Concussion, dall’Università di Boston arrivano i primi risultati

Tra i cervelli studiati, anche quello di un ex giocatore e allenatore dei Waratahs

ph. Paul Harding/Action Images

Tra colpi alla testa, denunce di giocatori, e quelle di medici, capita che con una certa regolarità si torni a parlare di concussion. A prendere la parola questa volta è stato il Dottor Robert Cantu, luminare neurochirurgo e co-direttore Boston University’s Centre for the Study of Traumatic Encephalopathy. L’argomento, questa volta, è il CTE, sigla con cui in campo medico si identifica il Chronic Traumatic Encephalopathy, una progressiva degenerazione delle capacità neurologiche riscontrata soprattutto in atleti che hanno subito nella loro attività sportiva colpi alla testa. Tra i sintomi, perdita di memoria, confusione, depressione e, nei casi più avanzati, demenza. Nonostante l’IRB sia convinta che no esista evidenza scientifica nel rapporto tra il gioco del rugby e i sintomi della CTE, per il Dott. Cantu e il suo staff il legame sarebbe invece molto evidente. “Non ammetterlo, significherebbe nascondere la testa nella sabbia”. Certo, ricorda il neurochirurgo, altre cause possono portare al CTE, ma nei cervelli esaminati in sede di ricerca (170, tra cui quello dell’ex giocatore dei Waraths Barry “Tizza” Taylor) ricorre con frequenza il caso di persone che hanno subito traumi alla testa. Insomma, non l’unica causa ma la maggiore tra le tante.

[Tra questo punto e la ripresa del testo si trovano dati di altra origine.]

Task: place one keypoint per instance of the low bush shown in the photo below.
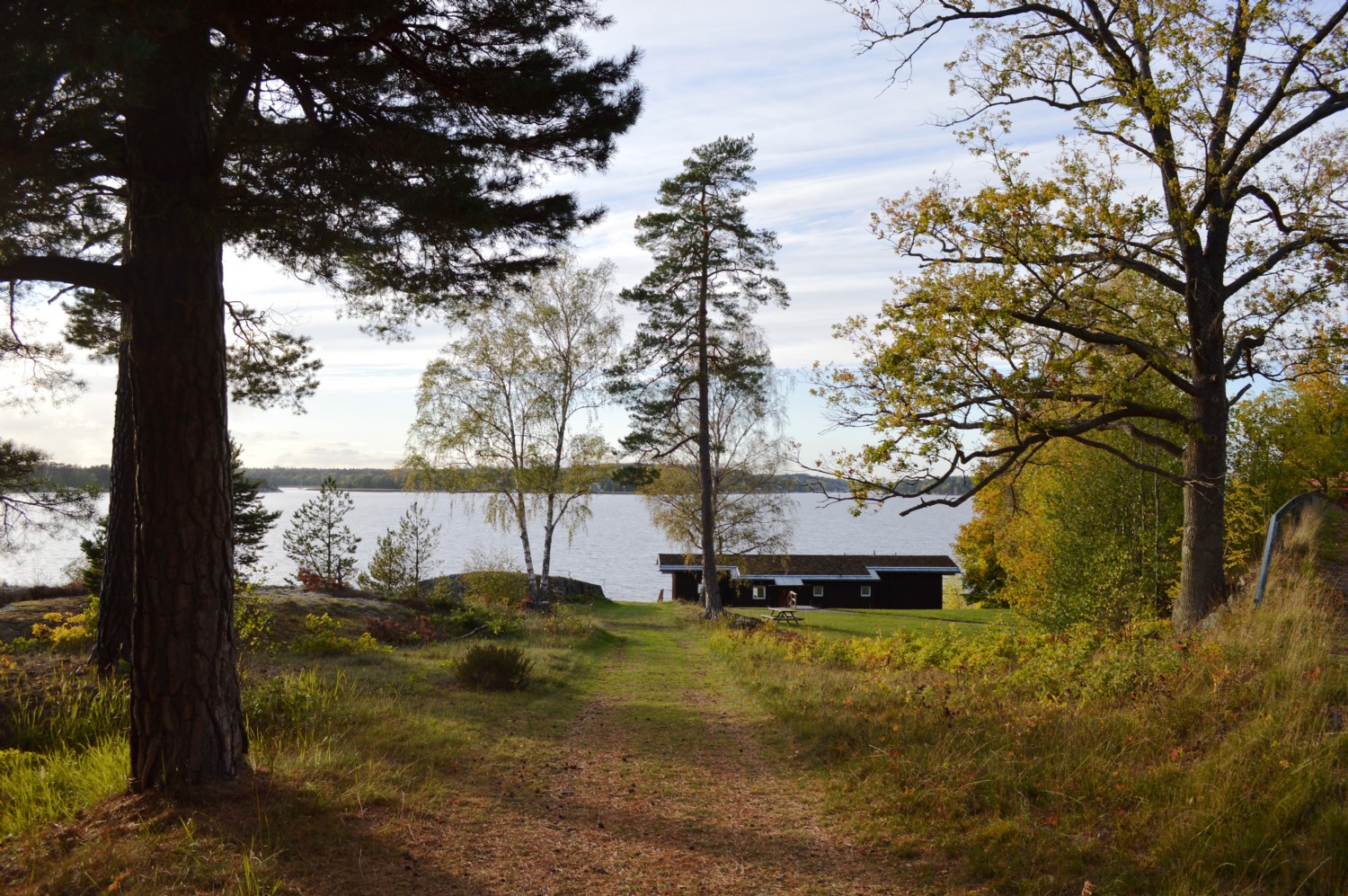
(420, 631)
(288, 704)
(323, 636)
(492, 667)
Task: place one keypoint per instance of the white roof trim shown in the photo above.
(873, 572)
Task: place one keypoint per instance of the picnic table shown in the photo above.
(782, 615)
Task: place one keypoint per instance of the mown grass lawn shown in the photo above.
(883, 623)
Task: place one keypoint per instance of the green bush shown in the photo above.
(492, 667)
(323, 636)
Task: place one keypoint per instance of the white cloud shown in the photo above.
(832, 138)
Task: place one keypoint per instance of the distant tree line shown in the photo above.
(75, 475)
(620, 481)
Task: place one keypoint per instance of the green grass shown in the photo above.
(1034, 763)
(838, 624)
(989, 758)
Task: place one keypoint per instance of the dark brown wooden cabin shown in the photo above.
(851, 581)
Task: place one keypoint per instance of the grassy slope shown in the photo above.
(1153, 764)
(884, 623)
(1037, 764)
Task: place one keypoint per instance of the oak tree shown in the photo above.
(1207, 166)
(388, 150)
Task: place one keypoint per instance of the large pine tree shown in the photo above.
(390, 150)
(711, 271)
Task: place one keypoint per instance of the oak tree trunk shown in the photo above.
(186, 717)
(1202, 564)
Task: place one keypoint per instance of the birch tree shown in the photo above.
(509, 409)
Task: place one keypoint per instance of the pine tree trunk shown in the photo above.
(711, 583)
(116, 599)
(186, 717)
(1202, 566)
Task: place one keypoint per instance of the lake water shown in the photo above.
(617, 547)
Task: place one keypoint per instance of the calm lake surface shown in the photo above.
(616, 548)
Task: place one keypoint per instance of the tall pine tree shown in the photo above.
(388, 150)
(711, 271)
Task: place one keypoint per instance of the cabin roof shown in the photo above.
(779, 566)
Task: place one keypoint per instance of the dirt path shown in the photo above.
(662, 785)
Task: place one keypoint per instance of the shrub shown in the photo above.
(492, 667)
(253, 617)
(69, 632)
(421, 631)
(323, 636)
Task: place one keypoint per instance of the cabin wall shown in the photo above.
(891, 591)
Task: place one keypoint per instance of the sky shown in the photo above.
(833, 137)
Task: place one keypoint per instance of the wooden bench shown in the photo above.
(782, 616)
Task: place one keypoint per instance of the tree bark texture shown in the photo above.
(711, 582)
(116, 596)
(1202, 548)
(186, 717)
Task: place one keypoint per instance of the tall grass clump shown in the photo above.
(62, 745)
(1137, 760)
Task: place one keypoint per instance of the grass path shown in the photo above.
(666, 782)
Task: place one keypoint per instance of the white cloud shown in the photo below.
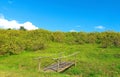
(13, 24)
(73, 30)
(100, 27)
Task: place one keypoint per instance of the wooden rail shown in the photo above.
(58, 66)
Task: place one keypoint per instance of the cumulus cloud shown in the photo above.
(73, 30)
(13, 24)
(100, 27)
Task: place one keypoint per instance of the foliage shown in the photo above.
(16, 41)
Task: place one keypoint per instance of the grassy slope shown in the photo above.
(92, 62)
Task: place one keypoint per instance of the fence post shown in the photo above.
(58, 65)
(39, 65)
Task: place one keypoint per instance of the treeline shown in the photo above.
(16, 41)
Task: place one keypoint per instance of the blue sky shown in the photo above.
(64, 15)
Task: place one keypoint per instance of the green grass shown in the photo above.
(92, 61)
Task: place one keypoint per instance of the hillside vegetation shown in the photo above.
(99, 52)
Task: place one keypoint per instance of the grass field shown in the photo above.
(92, 61)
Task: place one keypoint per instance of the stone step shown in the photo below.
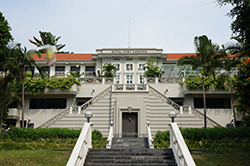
(130, 157)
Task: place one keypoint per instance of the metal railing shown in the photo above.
(130, 87)
(150, 139)
(178, 108)
(83, 144)
(110, 136)
(57, 117)
(79, 109)
(179, 147)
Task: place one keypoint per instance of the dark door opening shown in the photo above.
(130, 124)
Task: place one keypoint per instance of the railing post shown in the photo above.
(171, 135)
(103, 80)
(181, 110)
(189, 110)
(70, 110)
(156, 80)
(79, 110)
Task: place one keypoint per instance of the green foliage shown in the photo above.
(45, 138)
(219, 83)
(109, 69)
(37, 86)
(62, 83)
(98, 141)
(152, 69)
(242, 87)
(209, 138)
(47, 38)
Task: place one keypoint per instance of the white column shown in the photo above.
(181, 110)
(82, 69)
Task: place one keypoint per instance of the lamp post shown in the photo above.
(172, 115)
(88, 115)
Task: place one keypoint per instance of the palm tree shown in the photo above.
(207, 58)
(49, 46)
(109, 70)
(47, 39)
(23, 60)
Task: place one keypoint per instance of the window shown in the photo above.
(48, 103)
(141, 67)
(129, 79)
(142, 78)
(90, 68)
(74, 68)
(117, 66)
(129, 67)
(212, 103)
(60, 68)
(117, 79)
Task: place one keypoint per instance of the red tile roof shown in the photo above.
(69, 57)
(176, 56)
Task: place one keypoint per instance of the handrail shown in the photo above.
(82, 107)
(179, 147)
(96, 98)
(150, 139)
(83, 144)
(58, 116)
(177, 107)
(111, 135)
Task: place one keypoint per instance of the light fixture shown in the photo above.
(88, 115)
(172, 115)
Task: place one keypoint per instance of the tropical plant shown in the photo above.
(77, 74)
(47, 38)
(207, 58)
(152, 69)
(241, 24)
(109, 69)
(242, 87)
(22, 59)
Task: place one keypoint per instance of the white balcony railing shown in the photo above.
(150, 139)
(111, 135)
(179, 147)
(83, 144)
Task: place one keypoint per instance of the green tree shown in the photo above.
(152, 69)
(241, 25)
(109, 69)
(77, 74)
(207, 58)
(242, 87)
(47, 38)
(49, 46)
(5, 76)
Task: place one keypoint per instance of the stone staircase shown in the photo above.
(130, 151)
(159, 118)
(102, 112)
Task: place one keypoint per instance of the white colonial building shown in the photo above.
(129, 100)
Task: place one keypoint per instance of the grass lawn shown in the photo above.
(221, 158)
(33, 157)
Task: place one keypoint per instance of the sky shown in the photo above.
(87, 25)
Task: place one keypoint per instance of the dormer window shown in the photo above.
(129, 67)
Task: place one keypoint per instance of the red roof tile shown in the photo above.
(176, 56)
(68, 57)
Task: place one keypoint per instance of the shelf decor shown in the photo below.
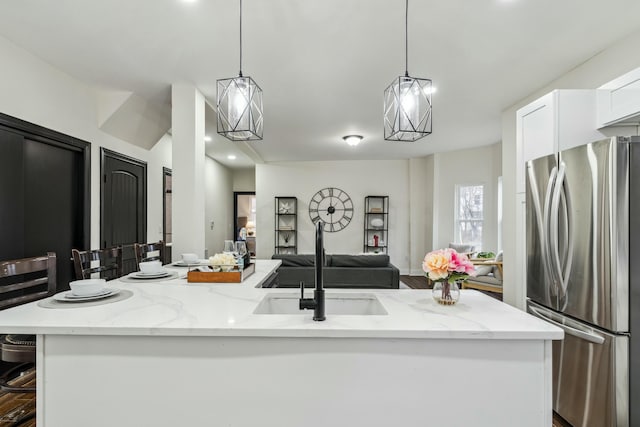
(376, 224)
(447, 267)
(286, 225)
(407, 102)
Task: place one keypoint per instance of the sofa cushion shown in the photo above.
(359, 261)
(462, 248)
(487, 280)
(297, 260)
(483, 270)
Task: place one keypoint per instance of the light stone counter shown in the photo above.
(178, 308)
(177, 353)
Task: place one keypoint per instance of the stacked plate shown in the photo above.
(69, 296)
(151, 275)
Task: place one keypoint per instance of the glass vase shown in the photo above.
(446, 293)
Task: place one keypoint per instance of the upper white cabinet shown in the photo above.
(559, 120)
(619, 101)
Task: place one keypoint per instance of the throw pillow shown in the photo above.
(483, 270)
(496, 270)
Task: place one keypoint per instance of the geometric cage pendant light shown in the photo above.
(239, 105)
(407, 103)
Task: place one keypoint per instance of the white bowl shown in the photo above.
(87, 287)
(151, 267)
(377, 222)
(189, 258)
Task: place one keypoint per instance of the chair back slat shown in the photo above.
(103, 263)
(23, 266)
(28, 279)
(12, 302)
(24, 285)
(149, 252)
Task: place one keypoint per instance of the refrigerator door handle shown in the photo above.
(567, 257)
(571, 330)
(554, 214)
(541, 212)
(546, 243)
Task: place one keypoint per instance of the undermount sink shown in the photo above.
(354, 304)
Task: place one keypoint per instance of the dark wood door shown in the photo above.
(44, 194)
(124, 204)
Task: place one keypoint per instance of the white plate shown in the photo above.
(184, 264)
(102, 292)
(69, 297)
(141, 275)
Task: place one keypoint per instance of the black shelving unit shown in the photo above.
(286, 225)
(376, 224)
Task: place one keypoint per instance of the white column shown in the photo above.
(188, 198)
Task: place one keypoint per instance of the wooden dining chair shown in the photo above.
(21, 281)
(103, 263)
(149, 252)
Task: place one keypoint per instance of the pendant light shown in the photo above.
(239, 105)
(407, 102)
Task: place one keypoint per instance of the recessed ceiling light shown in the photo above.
(352, 140)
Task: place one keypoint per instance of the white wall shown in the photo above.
(244, 179)
(358, 179)
(479, 166)
(421, 173)
(218, 206)
(34, 91)
(612, 62)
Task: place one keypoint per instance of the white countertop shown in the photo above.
(178, 308)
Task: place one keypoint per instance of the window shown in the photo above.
(469, 214)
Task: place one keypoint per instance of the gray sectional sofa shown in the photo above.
(340, 271)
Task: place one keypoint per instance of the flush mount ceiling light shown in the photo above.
(407, 102)
(239, 105)
(352, 140)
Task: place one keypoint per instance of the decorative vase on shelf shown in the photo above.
(446, 293)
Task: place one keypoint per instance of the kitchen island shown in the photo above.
(177, 354)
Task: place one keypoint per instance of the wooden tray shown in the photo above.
(221, 276)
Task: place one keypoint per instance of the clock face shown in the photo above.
(333, 207)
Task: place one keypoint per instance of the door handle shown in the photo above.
(587, 336)
(553, 228)
(546, 247)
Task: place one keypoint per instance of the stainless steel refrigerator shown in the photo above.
(583, 275)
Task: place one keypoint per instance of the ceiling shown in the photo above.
(323, 64)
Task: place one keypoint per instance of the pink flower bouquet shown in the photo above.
(447, 265)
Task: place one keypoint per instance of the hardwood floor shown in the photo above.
(18, 409)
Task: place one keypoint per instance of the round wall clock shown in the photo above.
(333, 207)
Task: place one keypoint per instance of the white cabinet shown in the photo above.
(559, 120)
(619, 101)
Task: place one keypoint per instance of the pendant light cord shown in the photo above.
(406, 38)
(240, 73)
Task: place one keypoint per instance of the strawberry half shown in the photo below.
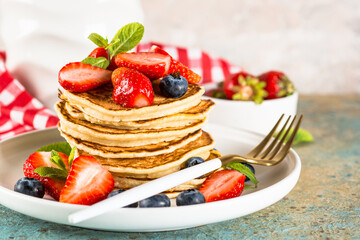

Per quanto riguarda invece il PSCA Test, di cui abbiamo già parlato, Cantu si dice in linea di massima favorevole al modo in cui esso è condotto, ma lamenta un’insufficienza in termini di tempo: cinque minuti sono meglio di uno, ma assolutamente non bastano per capire se il giocatore abbia o meno subito una concussion. L’ “International Concussion Statemente” di Zurigo, progetto a cui lo stesso Cantu ha lavorato, parla chiaramente di un tempo minimo di quindici minuti per valutare l’eventuale variazione delle capacità psico-motorie dell’atleta. Un limite di tempo massimo non esisterebbe, in quanto varia da persona a persona il tempo per valutare che assolutamente il colpo non abbia avuto conseguenze. Questa, conclude il Dott. Cantu nel suo intervento, è l’area più importante in cui fare ricerca e su cui sensibilizzare ed educare atleti e staff tecnici. Con un occhio di riguardo ai casi che riguardano i più giovani: “il cervello dei più giovani, soprattutto sotto l’età di dodici anni, è più vulnerabile ed esposto a rischi di concussion di quello di un adulto”.